LexChronos introduces a dual-agent architecture for iterative extraction of structured event timelines from Indian Supreme Court judgments. It employs LoRA-instruct-tuned LLMs and confidence-driven feedback loops to enhance downstream tasks like legal summarization.
LexChronos/
├── Data/
│ └── dataset.xlsx # Synthetic dataset
│
├── Dataset Creation/
│ └── dataset_creation.py # Creates synthetic dataset using DeepSeek-R1 and GPT-4
│
├── Framework/
│ ├── framework.py # Implements iterative agentic extraction of event timelines
│ └── framework_eval.py # Evaluates extracted timelines using BERT-based Precision, Recall, F1
|
├── Instruct-tuned-model-adapters/
│ ├── README.md # Model adapters that are used while loading extraction agent
|
├── Instruct-Tuning/
│ └── ins-tuning.py # Performs LoRA-based instruct-tuning of extraction agent
│
└── Summarization/
├── summarization_judgment.py # Generates summaries from judgment text (unstructured)

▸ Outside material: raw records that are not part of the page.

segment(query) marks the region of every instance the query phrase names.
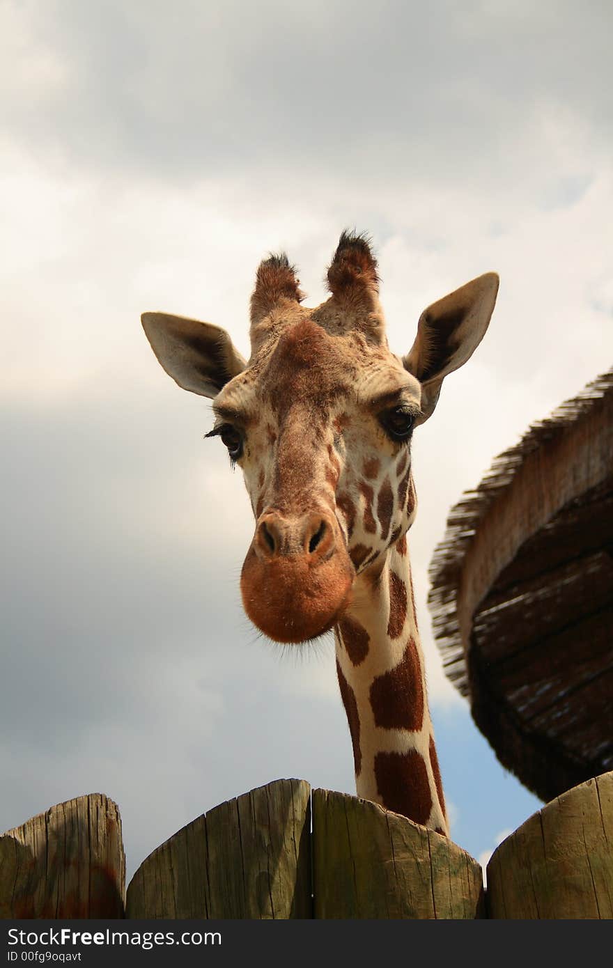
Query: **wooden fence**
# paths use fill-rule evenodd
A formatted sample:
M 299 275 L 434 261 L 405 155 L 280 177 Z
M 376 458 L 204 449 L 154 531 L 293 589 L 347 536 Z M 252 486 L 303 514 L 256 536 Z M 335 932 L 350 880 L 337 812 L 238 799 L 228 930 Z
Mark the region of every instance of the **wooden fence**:
M 91 794 L 0 837 L 2 918 L 613 918 L 613 772 L 563 794 L 487 867 L 433 831 L 304 780 L 209 810 L 125 891 L 116 805 Z

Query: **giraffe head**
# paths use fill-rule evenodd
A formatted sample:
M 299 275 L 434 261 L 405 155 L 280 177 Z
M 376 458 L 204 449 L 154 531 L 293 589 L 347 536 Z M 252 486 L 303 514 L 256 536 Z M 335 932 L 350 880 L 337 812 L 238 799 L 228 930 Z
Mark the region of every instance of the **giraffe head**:
M 241 574 L 245 611 L 267 636 L 303 642 L 342 618 L 362 573 L 377 577 L 414 517 L 413 431 L 444 378 L 487 329 L 498 276 L 487 273 L 426 309 L 406 356 L 387 346 L 377 262 L 343 233 L 315 309 L 286 256 L 258 269 L 251 357 L 207 322 L 145 313 L 168 374 L 213 399 L 215 426 L 240 466 L 256 518 Z

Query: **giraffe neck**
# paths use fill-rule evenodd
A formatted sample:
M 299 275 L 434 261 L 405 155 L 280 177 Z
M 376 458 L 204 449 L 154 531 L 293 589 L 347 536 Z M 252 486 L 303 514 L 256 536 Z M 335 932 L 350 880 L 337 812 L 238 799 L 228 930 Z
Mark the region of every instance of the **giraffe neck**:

├── summarization_timeline.py # Generates summaries from structured event timelines
└── summarization_eval.py # Compares summaries using GPT-4 pairwise evaluation
-
Install all necessary packages,
pip install -r requirements.txt
-
To run dataset creation code, Run the following command
python Dataset Creation/dataset_creation.py- To run Instruct-tuning and its evaluation Run the following commands
python Instruct-Tuning/ins-tuning.py --dataset_path Data/dataset.xlsx --extraction_model Llama-3.2-3B-Instruct --instructtuned_model_output_dir <path_to_where_the_adapters_need_to_be_saved> --run_instructtuning --run_evaluation- To run framework and its evaluation, Run the following commands
python Framework/framework.py --dataset_path Data/dataset.xlsx --model_adapters_path <huggingface_model_adpater_id/path_to_where_the adapters_are_saved_locally> --feedback_model google/gemma-2-2b-it
python Framework/framwork_eval.py- To run Summarization and its evaluation, Run the following commands
python Summarization/summarization_judgment.py --dataset_path <path_to_dataset> --summary_model <huggingface_model_id>
python Summarization/summarization_timeline.py --dataset_path <path_to_dataset> --summary_model <huggingface_model_id>
python Summarization/summarization_eval.py- All computational experiments are conducted on a GPU-enabled system with dedicated access to NVIDIA Tesla V100 GPU (32 GiB GPU memory), 9 vCPUs, and 60 GiB RAM.